Jan Hammer (seems he could easily make a comeback with the type of scoring some films are getting these days)

Yes, it has been frustrating to follow Hammer's "career" this millennium. He has only been doing two projects, Red Cap and Cocaine Cowboys. He is 65 now, so I guess he is kind of retired.

 
 
 Posted:   Aug 7, 2013 - 12:54 PM   
 By:   Jon Broxton   (Member)

and I would have loved to hear more scores by EDMUND CHOI and
DAVID BERGEAUD but their careers seemed to stall before they even started properly.

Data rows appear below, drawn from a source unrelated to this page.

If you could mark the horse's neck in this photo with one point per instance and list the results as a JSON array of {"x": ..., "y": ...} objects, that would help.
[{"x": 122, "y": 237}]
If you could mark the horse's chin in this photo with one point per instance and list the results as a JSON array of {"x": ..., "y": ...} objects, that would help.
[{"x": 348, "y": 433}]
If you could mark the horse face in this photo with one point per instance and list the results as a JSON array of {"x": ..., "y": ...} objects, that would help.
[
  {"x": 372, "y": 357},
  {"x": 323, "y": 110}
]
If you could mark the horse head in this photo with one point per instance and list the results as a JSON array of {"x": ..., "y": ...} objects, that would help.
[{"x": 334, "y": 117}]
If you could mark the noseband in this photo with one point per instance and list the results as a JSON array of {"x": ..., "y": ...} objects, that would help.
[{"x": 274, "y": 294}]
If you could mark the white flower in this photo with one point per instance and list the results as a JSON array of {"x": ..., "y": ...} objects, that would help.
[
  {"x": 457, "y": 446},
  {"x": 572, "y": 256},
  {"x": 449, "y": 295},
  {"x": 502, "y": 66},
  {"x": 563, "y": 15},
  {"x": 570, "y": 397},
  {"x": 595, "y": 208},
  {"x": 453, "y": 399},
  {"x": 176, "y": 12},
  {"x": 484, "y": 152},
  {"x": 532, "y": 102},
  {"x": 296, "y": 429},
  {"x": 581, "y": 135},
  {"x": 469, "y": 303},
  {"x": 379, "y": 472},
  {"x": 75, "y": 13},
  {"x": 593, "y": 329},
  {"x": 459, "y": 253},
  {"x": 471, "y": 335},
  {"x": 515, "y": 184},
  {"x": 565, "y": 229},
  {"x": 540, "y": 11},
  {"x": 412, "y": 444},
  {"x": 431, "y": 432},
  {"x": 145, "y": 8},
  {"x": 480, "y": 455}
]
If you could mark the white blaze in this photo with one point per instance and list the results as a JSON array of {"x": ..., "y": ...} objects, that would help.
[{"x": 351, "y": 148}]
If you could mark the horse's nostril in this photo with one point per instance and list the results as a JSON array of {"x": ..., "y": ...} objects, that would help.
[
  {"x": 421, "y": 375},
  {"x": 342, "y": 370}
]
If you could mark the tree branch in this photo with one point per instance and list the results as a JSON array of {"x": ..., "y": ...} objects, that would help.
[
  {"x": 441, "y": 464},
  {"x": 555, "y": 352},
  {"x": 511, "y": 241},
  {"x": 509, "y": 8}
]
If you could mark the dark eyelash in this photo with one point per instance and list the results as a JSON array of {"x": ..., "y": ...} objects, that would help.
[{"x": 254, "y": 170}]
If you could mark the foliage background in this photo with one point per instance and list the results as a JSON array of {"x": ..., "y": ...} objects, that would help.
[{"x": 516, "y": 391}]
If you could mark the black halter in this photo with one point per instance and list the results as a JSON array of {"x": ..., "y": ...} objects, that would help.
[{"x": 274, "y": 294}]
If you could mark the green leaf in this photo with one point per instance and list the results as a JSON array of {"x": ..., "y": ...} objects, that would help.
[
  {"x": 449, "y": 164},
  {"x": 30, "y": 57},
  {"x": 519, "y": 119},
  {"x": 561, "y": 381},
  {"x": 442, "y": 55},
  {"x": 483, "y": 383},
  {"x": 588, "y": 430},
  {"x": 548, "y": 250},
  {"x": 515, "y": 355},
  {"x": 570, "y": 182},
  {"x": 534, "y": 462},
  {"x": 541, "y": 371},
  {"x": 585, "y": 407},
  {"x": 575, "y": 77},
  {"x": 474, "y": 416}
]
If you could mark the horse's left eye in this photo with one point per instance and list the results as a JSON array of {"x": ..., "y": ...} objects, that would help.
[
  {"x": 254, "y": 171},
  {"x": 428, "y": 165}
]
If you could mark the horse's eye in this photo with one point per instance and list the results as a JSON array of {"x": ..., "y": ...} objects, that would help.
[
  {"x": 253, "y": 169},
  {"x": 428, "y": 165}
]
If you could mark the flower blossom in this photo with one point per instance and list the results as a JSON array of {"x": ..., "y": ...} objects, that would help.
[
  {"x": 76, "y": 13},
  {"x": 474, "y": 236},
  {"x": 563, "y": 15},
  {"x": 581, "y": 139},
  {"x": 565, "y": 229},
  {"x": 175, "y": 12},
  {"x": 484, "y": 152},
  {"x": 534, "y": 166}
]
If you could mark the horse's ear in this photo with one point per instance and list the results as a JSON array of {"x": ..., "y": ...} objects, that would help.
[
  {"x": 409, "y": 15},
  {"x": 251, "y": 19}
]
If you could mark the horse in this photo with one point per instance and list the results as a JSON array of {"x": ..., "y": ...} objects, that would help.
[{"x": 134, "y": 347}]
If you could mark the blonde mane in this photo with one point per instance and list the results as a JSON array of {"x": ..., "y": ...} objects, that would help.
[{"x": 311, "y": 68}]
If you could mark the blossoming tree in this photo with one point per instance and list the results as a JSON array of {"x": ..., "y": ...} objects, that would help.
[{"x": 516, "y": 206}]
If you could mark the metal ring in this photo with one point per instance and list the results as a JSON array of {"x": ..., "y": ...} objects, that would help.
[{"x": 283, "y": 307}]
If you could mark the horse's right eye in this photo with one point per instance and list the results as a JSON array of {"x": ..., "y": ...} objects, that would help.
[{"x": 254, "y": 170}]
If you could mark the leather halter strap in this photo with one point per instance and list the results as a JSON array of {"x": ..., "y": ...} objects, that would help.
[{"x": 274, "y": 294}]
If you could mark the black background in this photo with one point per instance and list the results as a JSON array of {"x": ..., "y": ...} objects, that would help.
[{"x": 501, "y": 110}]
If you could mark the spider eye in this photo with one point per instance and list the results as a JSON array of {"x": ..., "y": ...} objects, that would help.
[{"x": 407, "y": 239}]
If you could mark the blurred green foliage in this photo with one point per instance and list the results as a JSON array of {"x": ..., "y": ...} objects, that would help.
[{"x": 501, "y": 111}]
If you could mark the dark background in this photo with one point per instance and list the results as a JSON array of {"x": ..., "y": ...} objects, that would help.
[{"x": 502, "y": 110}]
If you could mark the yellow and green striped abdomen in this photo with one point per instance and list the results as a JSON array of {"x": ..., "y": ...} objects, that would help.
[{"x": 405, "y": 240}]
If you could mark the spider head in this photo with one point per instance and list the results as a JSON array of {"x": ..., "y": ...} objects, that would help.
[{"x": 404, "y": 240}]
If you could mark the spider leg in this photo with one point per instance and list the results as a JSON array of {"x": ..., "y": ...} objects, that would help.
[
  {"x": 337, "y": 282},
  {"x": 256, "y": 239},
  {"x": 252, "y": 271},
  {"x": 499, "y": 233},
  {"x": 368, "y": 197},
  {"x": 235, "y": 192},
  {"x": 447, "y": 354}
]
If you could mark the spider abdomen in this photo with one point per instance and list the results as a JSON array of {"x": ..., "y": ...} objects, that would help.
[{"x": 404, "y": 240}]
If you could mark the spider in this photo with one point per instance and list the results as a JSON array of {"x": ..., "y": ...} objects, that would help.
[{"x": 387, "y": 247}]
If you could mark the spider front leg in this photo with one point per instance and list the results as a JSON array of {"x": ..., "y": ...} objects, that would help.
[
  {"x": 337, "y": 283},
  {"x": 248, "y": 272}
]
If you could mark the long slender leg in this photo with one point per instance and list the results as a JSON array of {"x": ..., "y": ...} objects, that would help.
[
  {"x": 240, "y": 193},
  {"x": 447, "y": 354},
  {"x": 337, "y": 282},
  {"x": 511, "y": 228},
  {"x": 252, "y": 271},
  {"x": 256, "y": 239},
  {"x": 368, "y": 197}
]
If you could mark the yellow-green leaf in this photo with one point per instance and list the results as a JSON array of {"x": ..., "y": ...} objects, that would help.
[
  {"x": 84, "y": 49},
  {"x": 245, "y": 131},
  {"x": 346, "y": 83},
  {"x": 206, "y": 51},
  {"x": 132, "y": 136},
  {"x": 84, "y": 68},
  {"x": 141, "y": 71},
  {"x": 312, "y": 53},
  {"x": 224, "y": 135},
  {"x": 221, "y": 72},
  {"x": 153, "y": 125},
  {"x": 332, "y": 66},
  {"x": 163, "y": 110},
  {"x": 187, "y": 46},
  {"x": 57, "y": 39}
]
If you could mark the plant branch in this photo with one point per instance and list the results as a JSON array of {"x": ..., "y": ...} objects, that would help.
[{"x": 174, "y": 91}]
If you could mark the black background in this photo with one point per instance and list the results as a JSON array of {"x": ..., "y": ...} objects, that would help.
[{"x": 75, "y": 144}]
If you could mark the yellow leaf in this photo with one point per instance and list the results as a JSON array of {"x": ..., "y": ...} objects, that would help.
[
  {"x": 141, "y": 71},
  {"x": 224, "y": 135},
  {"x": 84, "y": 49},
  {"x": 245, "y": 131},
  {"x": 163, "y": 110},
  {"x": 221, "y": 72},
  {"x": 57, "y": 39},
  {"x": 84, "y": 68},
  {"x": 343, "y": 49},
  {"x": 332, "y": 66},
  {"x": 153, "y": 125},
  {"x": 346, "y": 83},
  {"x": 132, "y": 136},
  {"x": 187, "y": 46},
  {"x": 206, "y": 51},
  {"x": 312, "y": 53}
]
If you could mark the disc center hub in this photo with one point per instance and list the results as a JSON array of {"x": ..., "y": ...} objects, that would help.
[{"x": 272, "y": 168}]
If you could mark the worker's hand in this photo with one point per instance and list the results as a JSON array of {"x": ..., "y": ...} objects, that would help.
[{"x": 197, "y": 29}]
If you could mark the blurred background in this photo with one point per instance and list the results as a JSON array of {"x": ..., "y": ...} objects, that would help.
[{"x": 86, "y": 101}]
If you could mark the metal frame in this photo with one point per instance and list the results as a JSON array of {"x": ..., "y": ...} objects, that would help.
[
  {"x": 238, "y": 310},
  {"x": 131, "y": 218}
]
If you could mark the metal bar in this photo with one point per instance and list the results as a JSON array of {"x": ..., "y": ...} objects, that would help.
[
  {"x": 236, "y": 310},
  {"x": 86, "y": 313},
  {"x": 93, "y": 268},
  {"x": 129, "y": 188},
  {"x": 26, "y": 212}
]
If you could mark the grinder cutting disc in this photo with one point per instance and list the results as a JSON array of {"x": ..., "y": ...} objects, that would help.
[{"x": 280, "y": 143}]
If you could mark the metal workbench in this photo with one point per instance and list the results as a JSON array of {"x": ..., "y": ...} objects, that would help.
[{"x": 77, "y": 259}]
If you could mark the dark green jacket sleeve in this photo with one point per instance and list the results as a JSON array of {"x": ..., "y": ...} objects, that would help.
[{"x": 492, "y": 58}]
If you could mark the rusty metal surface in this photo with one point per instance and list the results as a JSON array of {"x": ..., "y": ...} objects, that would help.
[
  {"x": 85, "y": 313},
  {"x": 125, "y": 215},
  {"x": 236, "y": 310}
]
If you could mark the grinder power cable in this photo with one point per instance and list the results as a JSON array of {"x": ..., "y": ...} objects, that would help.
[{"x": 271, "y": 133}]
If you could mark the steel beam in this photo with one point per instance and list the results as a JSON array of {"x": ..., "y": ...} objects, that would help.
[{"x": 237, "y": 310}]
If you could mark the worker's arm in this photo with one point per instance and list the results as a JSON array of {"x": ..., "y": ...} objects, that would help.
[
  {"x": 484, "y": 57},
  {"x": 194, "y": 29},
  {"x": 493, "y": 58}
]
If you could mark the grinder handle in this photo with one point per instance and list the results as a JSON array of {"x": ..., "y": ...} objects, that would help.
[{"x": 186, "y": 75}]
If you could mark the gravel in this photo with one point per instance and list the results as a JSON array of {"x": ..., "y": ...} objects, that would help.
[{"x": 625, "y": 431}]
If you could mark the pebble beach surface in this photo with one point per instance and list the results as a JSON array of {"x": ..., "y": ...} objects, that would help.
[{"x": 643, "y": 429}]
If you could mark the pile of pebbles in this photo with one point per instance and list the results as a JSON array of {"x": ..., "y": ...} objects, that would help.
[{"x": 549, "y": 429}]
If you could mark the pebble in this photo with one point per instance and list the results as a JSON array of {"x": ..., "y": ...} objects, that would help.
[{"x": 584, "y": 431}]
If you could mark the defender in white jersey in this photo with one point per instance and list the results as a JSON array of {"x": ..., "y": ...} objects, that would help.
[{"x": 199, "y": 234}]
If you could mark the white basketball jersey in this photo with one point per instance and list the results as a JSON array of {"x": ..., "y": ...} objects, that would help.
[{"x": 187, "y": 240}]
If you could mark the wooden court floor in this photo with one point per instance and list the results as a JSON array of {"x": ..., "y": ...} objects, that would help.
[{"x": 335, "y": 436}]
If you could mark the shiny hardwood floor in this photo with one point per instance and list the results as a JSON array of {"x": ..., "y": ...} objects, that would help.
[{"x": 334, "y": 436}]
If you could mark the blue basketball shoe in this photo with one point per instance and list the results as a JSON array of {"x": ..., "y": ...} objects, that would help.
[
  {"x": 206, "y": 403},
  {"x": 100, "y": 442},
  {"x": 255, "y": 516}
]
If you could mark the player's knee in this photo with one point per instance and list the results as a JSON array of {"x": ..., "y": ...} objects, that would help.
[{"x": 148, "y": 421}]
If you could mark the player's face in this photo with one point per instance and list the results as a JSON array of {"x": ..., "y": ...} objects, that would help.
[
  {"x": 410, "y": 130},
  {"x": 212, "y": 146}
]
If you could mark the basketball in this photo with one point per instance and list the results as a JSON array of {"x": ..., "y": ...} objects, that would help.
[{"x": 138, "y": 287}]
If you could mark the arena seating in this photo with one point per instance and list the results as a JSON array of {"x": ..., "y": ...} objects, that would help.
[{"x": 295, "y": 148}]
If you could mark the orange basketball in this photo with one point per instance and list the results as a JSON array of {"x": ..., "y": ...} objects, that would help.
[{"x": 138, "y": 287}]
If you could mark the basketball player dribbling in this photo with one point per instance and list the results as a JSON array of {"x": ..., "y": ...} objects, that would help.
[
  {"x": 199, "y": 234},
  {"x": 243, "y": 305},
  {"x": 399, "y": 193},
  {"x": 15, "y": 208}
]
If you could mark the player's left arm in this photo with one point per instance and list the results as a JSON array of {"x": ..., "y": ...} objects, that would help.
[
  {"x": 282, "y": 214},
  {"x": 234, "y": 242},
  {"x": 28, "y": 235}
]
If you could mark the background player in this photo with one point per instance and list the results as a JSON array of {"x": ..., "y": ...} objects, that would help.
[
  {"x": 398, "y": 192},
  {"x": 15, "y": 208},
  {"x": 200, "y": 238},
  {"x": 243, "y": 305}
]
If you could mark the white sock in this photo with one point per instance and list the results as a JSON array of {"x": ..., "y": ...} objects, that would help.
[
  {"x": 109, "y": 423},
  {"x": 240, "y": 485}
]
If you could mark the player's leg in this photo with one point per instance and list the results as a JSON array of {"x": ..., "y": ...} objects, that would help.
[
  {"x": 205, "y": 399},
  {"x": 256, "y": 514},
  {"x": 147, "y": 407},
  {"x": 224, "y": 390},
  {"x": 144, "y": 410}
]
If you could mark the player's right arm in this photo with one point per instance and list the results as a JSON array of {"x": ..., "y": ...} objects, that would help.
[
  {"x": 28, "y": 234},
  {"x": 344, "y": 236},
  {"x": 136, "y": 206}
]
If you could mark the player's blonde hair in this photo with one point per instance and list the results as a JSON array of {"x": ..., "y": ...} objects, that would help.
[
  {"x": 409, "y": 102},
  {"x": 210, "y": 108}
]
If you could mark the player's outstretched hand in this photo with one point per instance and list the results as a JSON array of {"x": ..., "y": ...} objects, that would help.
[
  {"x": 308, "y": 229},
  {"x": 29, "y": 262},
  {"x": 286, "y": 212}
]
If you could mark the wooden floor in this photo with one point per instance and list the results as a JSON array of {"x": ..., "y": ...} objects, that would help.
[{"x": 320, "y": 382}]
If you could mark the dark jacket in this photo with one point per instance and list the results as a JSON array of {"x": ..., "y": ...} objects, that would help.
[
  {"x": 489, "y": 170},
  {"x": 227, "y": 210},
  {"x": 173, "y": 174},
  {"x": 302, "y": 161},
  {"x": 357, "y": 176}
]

I used to talk to Edmund Choi on Facebook every now and again, and he is as frustrated by his lack of career progress as you are - if not moreso. He seems to have resigned himelf to never really scoring much ever again, and is now (I believe) teaching somewhere in the Midwest.

 
 Posted:   Aug 8, 2013 - 8:06 AM   
 By:   orion_mk3   (Member)

That's too bad about Choi; he clearly has potential frown

David Bergeaud, though, is getting steady work in video games. Not many of his game scores have been released on album, but he's worked with Insomniac Games on the Ratchet & Clank game series as well as the original Resistance: Fall of Man. At least two of his game scores, Medieval Moves: Deadmund's Quest and PlayStation Move Heroes, have digital releases.

 
 
 Posted:   Aug 8, 2013 - 8:11 AM   
 By:   Ado   (Member)

Not sure, it would seem like a very depressing career to go into, especially now.
Now I know you can say, well there are so many more media to use scores, like video games, and web films etc. But if I were to be a composer, I would want my score with a real film, on a real screen, and the chances of that are getting pretty slim for composers. I can foresee a time when studios just keep a cue library and mix and match score cues that they own and spot the films with no cost.